12

— Petite ! Hé ! vous, petite ! Venez un peu par ici !

Lucy se retourna, ahurie. Derrière la porte entrebâillée, le vieux Mr Crackenthorpe lui faisait signe d’un doigt impérieux.

— Vous avez besoin de moi, Mr Crackenthorpe ?

— Cessez de poser des questions. Entrez !

Elle s’exécuta. Le vieillard la prit par le bras pour la tirer à l’intérieur et referma la porte derrière elle :

— J’ai quelque chose à vous montrer.

Lucy regarda autour d’elle. La pièce, de faibles dimensions, avait été à l’origine conçue pour servir de bureau. Des liasses de papiers recouverts de poussière s’empilaient sur la table, et des toiles d’araignées festonnaient les angles du plafond. L’air sentait le moisi et le renfermé.
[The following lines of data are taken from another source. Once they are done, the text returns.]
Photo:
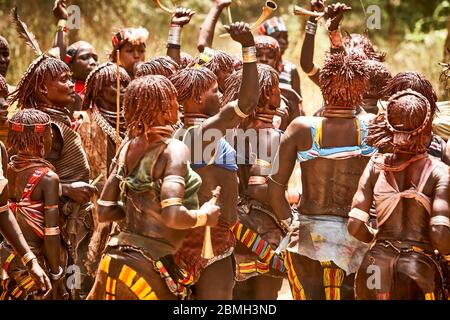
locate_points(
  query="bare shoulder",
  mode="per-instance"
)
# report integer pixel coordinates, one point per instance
(177, 151)
(51, 179)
— Vous voulez que je nettoie cette pièce ? demanda-t-elle.

Le vieux Mr Crackenthorpe secoua la tête d’un air farouche :

— Non ! Surtout pas ! Cette pièce est fermée, et j’en garde la clef sur moi. Emma voudrait bien y fourrer son nez, mais il n’en est pas question. Je suis ici chez moi. Vous voyez ces pierres ? Ce sont des spécimens géologiques.

Lucy regarda la collection — une douzaine de blocs rocheux, certains polis, d’autres rugueux.

— Très beau. Très intéressant.

— Et comment ! Je ne les montre pas à tout le monde, mais vous, vous êtes une fille intelligente. Je vais vous faire voir autre chose.

— C’est très gentil à vous, mais j’ai vraiment beaucoup à faire. Avec six personnes à la maison…

— Ils me ruinent ! Ils ne pensent qu’à manger ! Et ne comptez pas sur eux pour participer à la dépense. Des sangsues ! Ils sont tous là, à attendre que je meure. Eh bien, je ne mourrai pas de sitôt, je ne leur ferai pas ce plaisir ! Même Emma n’imagine pas à quel point je suis costaud !

— Je n’en doute pas.

— Et je ne suis pas si vieux, non plus. Elle parle de moi comme d’un vieillard, et elle me traite comme si j’avais cent ans. Mais vous, vous ne me trouvez pas vieux, n’est-ce pas ?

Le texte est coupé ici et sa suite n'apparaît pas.